Documentation

How ForecastRank Works

A deep dive into the models, metrics, and data pipeline behind objective weather forecast verification.

Composite Skill Scores5 Variable Groups6 NWP Models4,000+ Stations

Ranking System

ForecastRank ranks models using a composite skill score — a single number that measures how much better (or worse) a model performs compared to a naive persistence forecast.

What is Composite Skill?

The composite skill score is computed by aggregating error metrics (RMSE, MAE) across all lead hours and stations within a time period, then comparing against a persistence baseline. A score above 0 means the model beats persistence; below 0 means it does not.

Adds Value

Score > 0. The model outperforms a naive persistence forecast.

+0.312
Strong Skill

Score > 0.5. Consistently strong improvement over persistence.

+0.721
Below Persistence

Score < 0. The model performs worse than simply repeating the last observation.

−0.184

Persistence baseline: A persistence forecast assumes conditions at the current observation time will continue unchanged. It is the simplest possible forecast and sets the floor for skill — any useful model must beat it.

Variable Groups

Rankings are broken down across five meteorological variable groups. Each group aggregates the relevant observed variables into a single composite skill score for that dimension.

temp

Temperature

Surface air temperature (2m). Driven by solar radiation, advection, and boundary-layer mixing.

dewpoint

Dewpoint

2m dewpoint — a direct measure of low-level moisture content. Critical for comfort indices and convective initiation.

wind_speed

Wind Speed

Surface wind speed. Errors here compound significantly for energy and aviation applications.

precip_amount

Precip Amount

Quantitative precipitation — how much rain or snow fell. One of the hardest variables to forecast accurately.

precip_freq

Precip Frequency

Categorical detection of precipitation events (wet/dry). Scored separately from amount to isolate timing errors.

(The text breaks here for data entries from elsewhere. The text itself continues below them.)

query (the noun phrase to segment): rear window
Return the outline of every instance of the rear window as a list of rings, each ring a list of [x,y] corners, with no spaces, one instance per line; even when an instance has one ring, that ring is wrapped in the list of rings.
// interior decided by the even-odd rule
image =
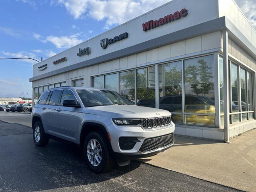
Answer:
[[[46,92],[43,94],[43,95],[42,95],[40,98],[40,100],[39,100],[39,101],[38,101],[38,104],[45,104],[46,102],[46,100],[47,100],[47,98],[48,98],[49,94],[50,94],[50,92],[48,91],[48,92]]]
[[[49,102],[49,105],[58,105],[59,100],[62,91],[62,90],[57,90],[52,92],[51,98],[50,99],[50,101]]]

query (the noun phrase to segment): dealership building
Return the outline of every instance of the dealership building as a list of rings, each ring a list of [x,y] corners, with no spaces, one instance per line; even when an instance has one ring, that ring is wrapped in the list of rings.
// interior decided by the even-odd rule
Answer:
[[[232,0],[173,0],[33,66],[33,100],[65,86],[172,114],[176,134],[256,128],[256,31]]]

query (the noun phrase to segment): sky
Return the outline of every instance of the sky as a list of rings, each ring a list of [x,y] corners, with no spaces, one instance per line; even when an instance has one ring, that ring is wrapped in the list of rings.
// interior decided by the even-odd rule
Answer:
[[[0,58],[46,59],[169,1],[0,0]],[[256,28],[256,0],[235,1]],[[0,97],[32,97],[36,63],[0,60]]]

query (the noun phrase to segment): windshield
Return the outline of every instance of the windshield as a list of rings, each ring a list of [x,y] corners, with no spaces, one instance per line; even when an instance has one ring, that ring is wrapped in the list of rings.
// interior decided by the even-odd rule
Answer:
[[[76,90],[86,107],[112,105],[132,105],[116,92],[105,90]]]

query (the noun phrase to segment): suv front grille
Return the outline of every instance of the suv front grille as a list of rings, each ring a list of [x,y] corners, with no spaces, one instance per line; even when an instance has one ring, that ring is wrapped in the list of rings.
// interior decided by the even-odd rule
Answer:
[[[172,133],[160,137],[146,139],[139,151],[145,153],[170,146],[173,143],[173,133]]]
[[[171,121],[171,116],[142,119],[142,125],[144,129],[151,129],[169,125]]]

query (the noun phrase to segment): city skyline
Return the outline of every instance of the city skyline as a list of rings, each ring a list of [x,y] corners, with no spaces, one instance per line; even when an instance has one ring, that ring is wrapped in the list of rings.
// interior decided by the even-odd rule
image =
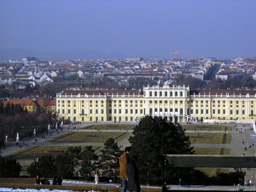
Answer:
[[[22,57],[40,58],[43,53],[45,60],[56,53],[55,59],[169,59],[177,50],[191,52],[178,58],[255,56],[254,1],[3,1],[0,5],[0,54],[14,49],[31,52]]]

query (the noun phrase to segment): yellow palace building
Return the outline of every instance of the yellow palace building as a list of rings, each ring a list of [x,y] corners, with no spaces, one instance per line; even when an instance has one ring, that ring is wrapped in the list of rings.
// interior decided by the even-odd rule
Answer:
[[[255,120],[256,90],[190,90],[165,85],[137,90],[66,90],[56,95],[63,119],[136,121],[147,115],[172,121]]]

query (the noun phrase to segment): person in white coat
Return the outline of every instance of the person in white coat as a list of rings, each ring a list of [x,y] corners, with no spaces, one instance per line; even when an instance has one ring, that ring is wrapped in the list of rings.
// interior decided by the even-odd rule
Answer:
[[[95,177],[95,179],[94,180],[94,181],[95,182],[95,185],[97,186],[97,183],[98,183],[99,182],[99,178],[98,177],[98,175],[97,173],[95,174],[94,177]]]

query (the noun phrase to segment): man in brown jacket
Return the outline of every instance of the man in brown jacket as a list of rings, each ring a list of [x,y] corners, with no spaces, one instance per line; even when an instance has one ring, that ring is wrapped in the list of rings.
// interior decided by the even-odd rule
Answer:
[[[126,147],[124,149],[124,152],[119,158],[120,165],[119,177],[122,178],[123,187],[122,192],[126,192],[127,189],[127,180],[128,179],[128,163],[129,162],[128,154],[131,150],[129,147]]]

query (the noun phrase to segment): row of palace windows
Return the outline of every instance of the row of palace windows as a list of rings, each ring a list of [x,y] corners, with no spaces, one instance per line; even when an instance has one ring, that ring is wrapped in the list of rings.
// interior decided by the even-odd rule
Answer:
[[[59,113],[60,109],[59,110]],[[175,112],[178,112],[178,109],[177,108],[175,108],[174,109]],[[158,111],[158,109],[157,108],[155,108],[155,113],[157,113]],[[138,109],[135,109],[135,114],[138,114]],[[159,112],[163,112],[163,109],[162,108],[160,108],[159,110]],[[95,114],[98,114],[98,109],[96,109],[95,110]],[[119,113],[119,114],[121,114],[122,113],[122,110],[121,109],[119,109],[118,111]],[[140,114],[142,114],[142,109],[140,109]],[[170,113],[172,113],[173,112],[173,109],[172,108],[171,108],[170,110]],[[193,109],[190,109],[190,112],[191,114],[193,114]],[[203,109],[201,109],[201,114],[203,114],[204,113],[204,110]],[[104,111],[103,109],[101,109],[101,114],[103,114]],[[165,108],[164,109],[164,113],[167,113],[168,112],[168,109],[167,108]],[[187,110],[187,113],[188,114],[189,114],[189,109],[188,108],[188,109]],[[198,109],[196,109],[196,114],[198,114]],[[133,110],[132,109],[130,109],[130,114],[132,114],[133,113]],[[62,114],[65,113],[65,110],[64,109],[62,109]],[[112,111],[111,109],[109,109],[109,114],[111,114],[112,113]],[[208,110],[208,109],[205,109],[205,114],[208,114],[209,113]],[[239,113],[239,110],[236,110],[236,115],[238,115]],[[76,114],[76,109],[74,109],[74,114]],[[92,109],[90,109],[90,114],[92,114]],[[114,109],[114,114],[116,114],[116,109]],[[144,109],[144,113],[145,113],[145,109]],[[153,109],[152,108],[149,108],[149,114],[153,114]],[[70,114],[70,109],[68,109],[68,114]],[[125,114],[128,114],[128,110],[127,109],[125,109]],[[215,110],[214,109],[212,109],[212,114],[215,114]],[[218,113],[217,114],[220,114],[220,109],[218,110]],[[183,109],[182,108],[181,108],[180,109],[180,114],[183,114]],[[222,111],[222,114],[226,114],[226,110],[225,109],[223,109]],[[233,110],[232,109],[230,110],[230,115],[233,115]],[[244,110],[242,110],[242,115],[244,115],[245,114],[245,111]],[[84,110],[83,109],[82,110],[82,113],[81,115],[84,115]],[[145,115],[145,114],[144,114]],[[253,115],[253,110],[251,110],[251,115]]]
[[[167,94],[168,93],[167,91],[164,92],[164,97],[167,97]],[[149,92],[149,97],[152,97],[152,91]],[[178,92],[177,91],[175,91],[174,93],[174,95],[175,97],[178,97]],[[144,92],[144,96],[146,96],[146,93]],[[157,92],[155,91],[155,97],[157,97]],[[159,92],[159,97],[163,97],[163,93],[162,91]],[[172,92],[170,91],[170,97],[172,97]],[[183,92],[182,91],[181,91],[180,92],[180,97],[183,97]]]
[[[133,102],[133,100],[130,100],[130,103],[132,103]],[[101,101],[101,101],[101,103],[102,104],[103,104],[103,103],[104,101],[103,100],[101,100]],[[117,101],[118,101],[118,102],[119,103],[121,103],[121,100],[113,100],[113,101],[112,101],[112,100],[109,100],[108,102],[109,102],[109,103],[111,103],[112,102],[114,102],[114,103],[116,103]],[[142,103],[142,100],[139,100],[139,101],[138,101],[138,100],[134,100],[134,102],[135,102],[135,103],[138,103],[138,101],[139,101],[140,103]],[[76,100],[74,100],[74,101],[73,101],[73,103],[76,103]],[[84,103],[84,100],[82,100],[82,103]],[[64,100],[62,100],[62,103],[64,103]],[[128,103],[128,100],[125,100],[125,103]],[[98,103],[98,100],[95,100],[95,103],[96,103],[96,104]],[[58,103],[60,103],[60,100],[59,100],[58,101]],[[70,103],[70,100],[68,100],[68,103]],[[92,100],[90,100],[90,104],[92,103]]]
[[[178,109],[177,108],[175,108],[174,109],[175,112],[178,112]],[[155,113],[157,113],[158,112],[158,109],[157,108],[155,108]],[[163,109],[162,108],[160,108],[159,109],[159,112],[163,112]],[[173,112],[173,109],[172,108],[171,108],[170,109],[170,113],[172,113]],[[168,109],[167,108],[165,108],[164,109],[164,113],[168,113]],[[180,114],[183,114],[183,109],[182,108],[180,108]],[[149,114],[153,114],[153,109],[152,108],[149,108]]]

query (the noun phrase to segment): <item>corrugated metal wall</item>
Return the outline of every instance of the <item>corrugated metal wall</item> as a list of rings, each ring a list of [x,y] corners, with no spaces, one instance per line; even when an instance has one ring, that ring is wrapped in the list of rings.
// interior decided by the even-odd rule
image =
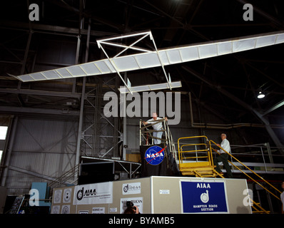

Reading the Breakdown Table

The variable group breakdown table displays composite skill scores for each model × variable combination. Scores are color-coded by magnitude.

Example
ModelTemperatureDewpointWind SpeedPrecip AmountPrecip Freq
ECMWF IFS0.7210.3120.198−0.0420.001
HRRR0.4810.3900.205−0.612
Adds Value
Moderate Skill (>0)
Weak < Persistence
Strong < Persistence (<−0.5)
No Data

Weather Models

We verify the world's most advanced numerical weather prediction (NWP) models.

HRRR

High-Resolution Rapid Refresh

A NOAA model providing hourly updates, specialized in short-term mesoscale events like thunderstorms and severe weather.

CoverageCONUS and Alaska
Update CycleHourly
Spatial Res.3 km
Temporal Res.1-hourly
Horizon48h (00/06/12/18Z) · 18h (intermediate cycles)

NBM

National Blend of Models

A calibrated blend of GFS, HRRR, ECMWF and others designed to reduce systematic biases across CONUS, Hawaii, and Guam.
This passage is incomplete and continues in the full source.